Kirila has devised a system that will make almost any product, anywhere, anytime. Well, at least anything that can be molded--which is just about everything we touch these days. Kirila's Virtual Engineered Composites (VEC) process is a factory in a box. The box can be as small as a mop basin or as big (so far) as a 40-ft. freight container. Plopped down in the middle of Azerbaijan or Arizona or Angola, it could start pushing out toilet seats one day and pipeline sections the next.

VEC's big secret: a digitally controlled chemical molding system that can be operated on site or, via the Internet, from thousands of miles away. Says the peripatetic entrepreneur: "It's like a 3-D fax machine."

The VEC process is to manufacturing what dos was to the personal-computer business in its early days. If it proves itself, it will lead the way toward an entirely new system of manufacture in which we can make things digitally. "If operating systems could run computers, they should be able to run a factory," Kirila says. "My big question was this: How do you leverage everything that is happening in the information age and use it to build tangible products?"

Another big question: How does the box work?

Say you want to introduce the Jacuzzi to newly affluent Chinese peasants. Instead of shipping the tubs from California, you simply ship the VEC unit, or cell. To make the tubs, two composite skins are draped over a foam model, and a thermochemical reaction causes them to harden into shape. (Because no metal bending is involved and the "thermoset" process uses chemistry, not immense heat, the molds cost a fraction of the conventional version.) The skins are then attached to a universal frame. The cell is closed and filled with pressurized water, which braces the skins together. Then composite materials are injected into the mold and catalyzed, causing the materials to harden. Unlike injection molding, a common manufacturing process, VEC's "floating mold" uses an operating system that constantly adjusts the water pressure and chemical balance. It sounds simple. But when you consider that there are up to 800 variables in the process--and thus 800 things that can go wrong--the complexity is astounding.

Since the entire unit is virtually self-contained, it can be assembled and running anywhere in a matter of days. If the market in baths dries up, you can switch the mold skins to make another product within an hour. Labor? O.K., you have to add hardware or electrical wiring to the finished product.

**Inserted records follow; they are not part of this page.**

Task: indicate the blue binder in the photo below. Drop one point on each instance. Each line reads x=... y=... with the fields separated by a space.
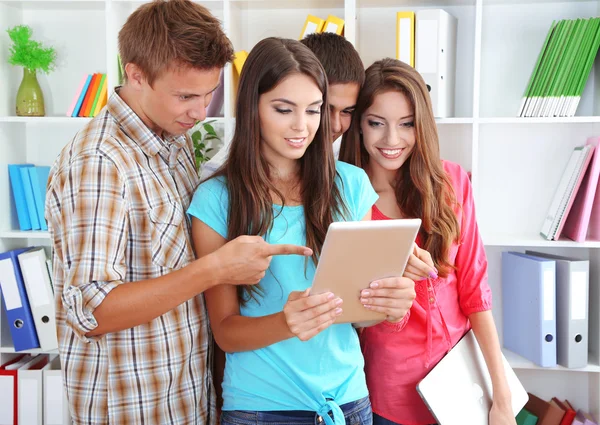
x=39 y=180
x=16 y=304
x=16 y=183
x=28 y=191
x=529 y=307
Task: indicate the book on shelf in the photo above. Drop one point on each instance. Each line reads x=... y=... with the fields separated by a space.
x=565 y=193
x=316 y=25
x=28 y=184
x=561 y=69
x=405 y=37
x=28 y=299
x=583 y=221
x=32 y=391
x=91 y=96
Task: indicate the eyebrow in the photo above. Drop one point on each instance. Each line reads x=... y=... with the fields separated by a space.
x=346 y=108
x=382 y=118
x=182 y=93
x=289 y=102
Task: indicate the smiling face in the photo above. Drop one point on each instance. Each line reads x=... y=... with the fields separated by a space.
x=289 y=118
x=177 y=99
x=388 y=130
x=342 y=102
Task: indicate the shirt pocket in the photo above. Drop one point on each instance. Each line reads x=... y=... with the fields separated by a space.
x=169 y=241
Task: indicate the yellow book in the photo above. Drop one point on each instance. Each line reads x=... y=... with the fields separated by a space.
x=313 y=24
x=102 y=99
x=405 y=37
x=334 y=24
x=238 y=63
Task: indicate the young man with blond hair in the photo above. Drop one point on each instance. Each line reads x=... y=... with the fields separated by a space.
x=134 y=339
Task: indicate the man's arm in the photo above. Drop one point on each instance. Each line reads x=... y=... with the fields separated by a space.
x=87 y=204
x=242 y=261
x=132 y=304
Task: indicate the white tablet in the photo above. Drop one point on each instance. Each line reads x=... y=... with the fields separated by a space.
x=458 y=390
x=355 y=253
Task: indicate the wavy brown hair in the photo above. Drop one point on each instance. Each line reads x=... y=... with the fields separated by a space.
x=173 y=33
x=423 y=189
x=248 y=173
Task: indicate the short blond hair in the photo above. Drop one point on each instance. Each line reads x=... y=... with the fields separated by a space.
x=173 y=33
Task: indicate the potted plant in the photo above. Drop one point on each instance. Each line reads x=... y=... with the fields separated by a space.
x=33 y=57
x=201 y=137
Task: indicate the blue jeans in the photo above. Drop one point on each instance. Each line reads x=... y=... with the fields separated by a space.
x=378 y=420
x=356 y=413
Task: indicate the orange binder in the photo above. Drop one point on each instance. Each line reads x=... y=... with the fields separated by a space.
x=89 y=96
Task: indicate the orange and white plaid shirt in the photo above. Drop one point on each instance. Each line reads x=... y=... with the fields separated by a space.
x=117 y=196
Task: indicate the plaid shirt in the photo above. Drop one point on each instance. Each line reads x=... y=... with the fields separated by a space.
x=116 y=203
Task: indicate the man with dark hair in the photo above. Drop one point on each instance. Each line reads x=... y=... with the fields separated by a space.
x=345 y=73
x=134 y=339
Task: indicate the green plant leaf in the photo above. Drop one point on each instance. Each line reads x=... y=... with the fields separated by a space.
x=210 y=129
x=28 y=53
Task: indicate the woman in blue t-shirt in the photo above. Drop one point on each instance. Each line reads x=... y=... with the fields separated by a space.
x=287 y=362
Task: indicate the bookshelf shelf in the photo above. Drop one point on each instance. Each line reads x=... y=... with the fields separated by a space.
x=455 y=120
x=549 y=120
x=45 y=120
x=535 y=241
x=518 y=362
x=516 y=163
x=37 y=351
x=19 y=234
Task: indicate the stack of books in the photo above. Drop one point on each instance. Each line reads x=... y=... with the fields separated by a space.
x=562 y=69
x=575 y=208
x=90 y=97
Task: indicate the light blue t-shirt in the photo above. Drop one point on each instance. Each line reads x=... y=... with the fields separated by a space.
x=291 y=374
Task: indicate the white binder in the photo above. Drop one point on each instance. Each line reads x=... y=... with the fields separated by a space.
x=41 y=296
x=56 y=406
x=572 y=292
x=436 y=57
x=30 y=391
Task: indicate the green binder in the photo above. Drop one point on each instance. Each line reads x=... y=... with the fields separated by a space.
x=525 y=417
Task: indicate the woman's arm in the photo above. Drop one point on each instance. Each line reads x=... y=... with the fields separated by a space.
x=303 y=316
x=487 y=337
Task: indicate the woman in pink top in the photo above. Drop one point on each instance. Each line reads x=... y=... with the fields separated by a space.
x=394 y=138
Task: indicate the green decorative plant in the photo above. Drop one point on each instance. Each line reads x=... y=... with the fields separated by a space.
x=204 y=134
x=28 y=53
x=33 y=57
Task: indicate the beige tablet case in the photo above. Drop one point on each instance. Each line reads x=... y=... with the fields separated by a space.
x=357 y=253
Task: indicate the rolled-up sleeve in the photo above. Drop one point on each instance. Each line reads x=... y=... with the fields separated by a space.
x=88 y=212
x=471 y=261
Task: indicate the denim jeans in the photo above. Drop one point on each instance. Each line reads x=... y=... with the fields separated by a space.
x=378 y=420
x=356 y=413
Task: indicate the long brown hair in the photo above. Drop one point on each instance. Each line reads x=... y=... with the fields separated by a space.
x=423 y=189
x=246 y=170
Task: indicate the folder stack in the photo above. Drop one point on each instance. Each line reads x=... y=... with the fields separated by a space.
x=316 y=25
x=583 y=220
x=566 y=192
x=545 y=308
x=32 y=391
x=529 y=312
x=435 y=45
x=28 y=299
x=562 y=69
x=28 y=184
x=553 y=412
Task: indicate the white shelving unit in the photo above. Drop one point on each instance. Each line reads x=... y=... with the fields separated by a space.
x=515 y=163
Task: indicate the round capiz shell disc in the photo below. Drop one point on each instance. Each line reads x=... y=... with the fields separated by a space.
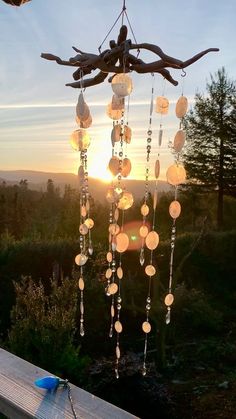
x=81 y=259
x=112 y=288
x=81 y=284
x=126 y=201
x=169 y=299
x=143 y=231
x=114 y=114
x=176 y=174
x=114 y=165
x=150 y=270
x=152 y=240
x=181 y=107
x=157 y=169
x=119 y=272
x=144 y=210
x=146 y=327
x=122 y=242
x=122 y=85
x=162 y=105
x=118 y=326
x=179 y=140
x=126 y=167
x=175 y=209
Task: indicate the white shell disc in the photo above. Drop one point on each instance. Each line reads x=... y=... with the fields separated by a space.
x=112 y=288
x=150 y=270
x=81 y=259
x=162 y=105
x=143 y=231
x=109 y=257
x=122 y=242
x=122 y=85
x=157 y=169
x=83 y=229
x=126 y=167
x=114 y=166
x=114 y=229
x=179 y=140
x=89 y=223
x=169 y=299
x=119 y=272
x=144 y=209
x=175 y=209
x=176 y=174
x=181 y=107
x=152 y=240
x=118 y=326
x=81 y=284
x=146 y=327
x=126 y=201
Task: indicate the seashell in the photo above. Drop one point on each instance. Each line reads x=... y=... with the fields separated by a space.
x=179 y=140
x=152 y=240
x=157 y=169
x=79 y=140
x=150 y=270
x=125 y=167
x=126 y=201
x=117 y=103
x=146 y=327
x=112 y=288
x=144 y=210
x=176 y=174
x=81 y=284
x=143 y=231
x=175 y=209
x=122 y=85
x=89 y=223
x=162 y=105
x=114 y=165
x=119 y=272
x=122 y=242
x=114 y=229
x=114 y=114
x=81 y=259
x=181 y=107
x=169 y=299
x=83 y=229
x=118 y=326
x=115 y=133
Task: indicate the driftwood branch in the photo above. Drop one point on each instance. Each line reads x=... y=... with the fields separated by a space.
x=118 y=59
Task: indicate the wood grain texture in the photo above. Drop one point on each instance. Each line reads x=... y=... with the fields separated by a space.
x=20 y=398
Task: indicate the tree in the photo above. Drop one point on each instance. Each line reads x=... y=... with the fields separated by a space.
x=211 y=132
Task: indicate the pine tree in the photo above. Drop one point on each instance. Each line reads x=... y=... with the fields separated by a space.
x=211 y=133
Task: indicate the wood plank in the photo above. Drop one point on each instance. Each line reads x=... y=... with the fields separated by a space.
x=20 y=398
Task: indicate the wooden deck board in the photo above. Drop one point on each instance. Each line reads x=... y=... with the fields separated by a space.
x=20 y=398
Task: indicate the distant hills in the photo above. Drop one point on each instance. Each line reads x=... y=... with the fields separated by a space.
x=38 y=181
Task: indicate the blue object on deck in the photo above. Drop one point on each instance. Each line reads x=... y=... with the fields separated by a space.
x=49 y=383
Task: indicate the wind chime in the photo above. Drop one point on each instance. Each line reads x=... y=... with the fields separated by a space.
x=119 y=61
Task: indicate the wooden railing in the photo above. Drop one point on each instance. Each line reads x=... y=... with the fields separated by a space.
x=20 y=398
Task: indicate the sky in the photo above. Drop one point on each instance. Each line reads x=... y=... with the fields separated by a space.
x=37 y=111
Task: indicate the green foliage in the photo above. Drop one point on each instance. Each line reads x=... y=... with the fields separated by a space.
x=44 y=326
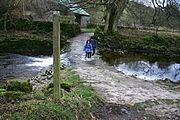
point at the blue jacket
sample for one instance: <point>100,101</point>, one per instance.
<point>88,47</point>
<point>93,43</point>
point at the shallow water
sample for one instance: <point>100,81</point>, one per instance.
<point>148,67</point>
<point>14,66</point>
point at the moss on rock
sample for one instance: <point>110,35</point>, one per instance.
<point>15,85</point>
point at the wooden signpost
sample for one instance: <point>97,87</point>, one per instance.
<point>57,19</point>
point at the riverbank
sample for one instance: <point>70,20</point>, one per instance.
<point>140,41</point>
<point>76,103</point>
<point>29,43</point>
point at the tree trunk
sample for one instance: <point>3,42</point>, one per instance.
<point>113,13</point>
<point>108,13</point>
<point>121,5</point>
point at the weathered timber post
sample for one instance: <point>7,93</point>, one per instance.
<point>57,19</point>
<point>56,57</point>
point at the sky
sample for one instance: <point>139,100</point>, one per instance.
<point>149,2</point>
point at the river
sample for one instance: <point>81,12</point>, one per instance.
<point>144,66</point>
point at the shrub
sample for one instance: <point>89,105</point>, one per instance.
<point>15,85</point>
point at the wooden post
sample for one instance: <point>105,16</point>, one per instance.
<point>56,57</point>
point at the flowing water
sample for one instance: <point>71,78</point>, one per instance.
<point>15,66</point>
<point>144,66</point>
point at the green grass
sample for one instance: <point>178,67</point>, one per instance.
<point>91,30</point>
<point>76,104</point>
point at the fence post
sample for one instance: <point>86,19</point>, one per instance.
<point>56,58</point>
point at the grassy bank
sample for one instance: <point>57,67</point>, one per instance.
<point>39,105</point>
<point>140,41</point>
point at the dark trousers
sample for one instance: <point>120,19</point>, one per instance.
<point>93,51</point>
<point>88,54</point>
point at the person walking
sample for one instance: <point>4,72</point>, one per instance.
<point>93,42</point>
<point>88,48</point>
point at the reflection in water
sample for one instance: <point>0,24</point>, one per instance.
<point>145,66</point>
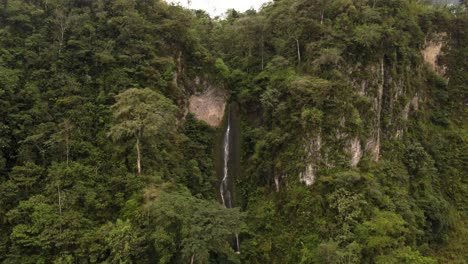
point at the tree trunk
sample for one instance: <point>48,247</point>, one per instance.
<point>298,51</point>
<point>138,156</point>
<point>60,205</point>
<point>263,47</point>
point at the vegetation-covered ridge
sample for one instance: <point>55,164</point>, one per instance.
<point>353,149</point>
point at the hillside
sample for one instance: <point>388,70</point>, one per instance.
<point>310,131</point>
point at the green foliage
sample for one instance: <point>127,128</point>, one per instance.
<point>89,88</point>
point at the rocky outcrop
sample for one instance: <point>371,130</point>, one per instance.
<point>208,105</point>
<point>356,151</point>
<point>313,156</point>
<point>432,51</point>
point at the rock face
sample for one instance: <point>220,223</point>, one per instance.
<point>356,151</point>
<point>432,51</point>
<point>208,105</point>
<point>312,150</point>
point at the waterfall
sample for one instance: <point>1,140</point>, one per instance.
<point>224,186</point>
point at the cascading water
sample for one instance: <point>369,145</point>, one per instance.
<point>224,186</point>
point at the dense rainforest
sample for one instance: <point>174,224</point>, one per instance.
<point>353,145</point>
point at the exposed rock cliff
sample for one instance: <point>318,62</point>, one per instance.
<point>208,105</point>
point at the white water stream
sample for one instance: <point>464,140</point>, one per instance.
<point>223,188</point>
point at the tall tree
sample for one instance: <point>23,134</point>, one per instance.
<point>141,113</point>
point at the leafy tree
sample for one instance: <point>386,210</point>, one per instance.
<point>141,114</point>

But the VEC cell requires three people and very little technical expertise--as long as there is a link to the mother node.

The man who started this revolution is a beefy football jock who dropped out of college because he didn't think he was learning enough. Kirila grew up working the family farm in the shadow of the struggling steel mills of Pennsylvania's Shenango Valley, 60 miles north of Pittsburgh. He was as fascinated by manufacturing as some teenagers are by cars. In high school he was devising weight machines for his football teammates. An injury sidelined him in 1984, and he dropped out of Youngstown State University to get into the fitness-machine business. With a $500 deposit from a customer, he and a friend started Pyramid Fitness Machines in a barn. By 1993 it was a $44 million company.

Kirila, 35, is the kind of guy who sleeps only because he's dog tired, and then he's likely to bolt out of bed and down to the office with a new idea about moving molecules. On business trips to Tokyo (Japanese firms were his biggest customers), he would get his distributor to arrange access for him to factories. He spent two nights prowling the catwalks above a Nissan Maxima assembly line, studying every human and robotic move below. Obsessed? He dragged his wife on a factory tour of China and Japan during their honeymoon.

In 1993, Kirila sold his company to fitness giant Cybex and started Pyramid Operating Systems. That's when he and his engineering chief, Bob McCollum, devised a software program to control each step in the manufacturing process. A company offered them a lucrative contract to build storm drains, but Pyramid didn't have the $2 million needed to fashion or tool the proper steel mold to shape the pipe. That's when McCollum came up with a startlingly simple--and cheap--idea. Instead of a metal mold, why not fashion two pieces of composite in the shape of the product, inject the resin into the cell and brace the flimsy mold with pressurized water?

It took months of hair-pulling setbacks, but they figured out how to digitally control the chemicals, water pressure and the mold itself, and began fabricating larger and larger products, from pipe to custom boat hulls. The average cost to tool a mold: a mere $25,000, nearly a 99% cost reduction. "Once we had the floating mold," says McCollum, recalling their excitement, "we wanted a whole factory in a box."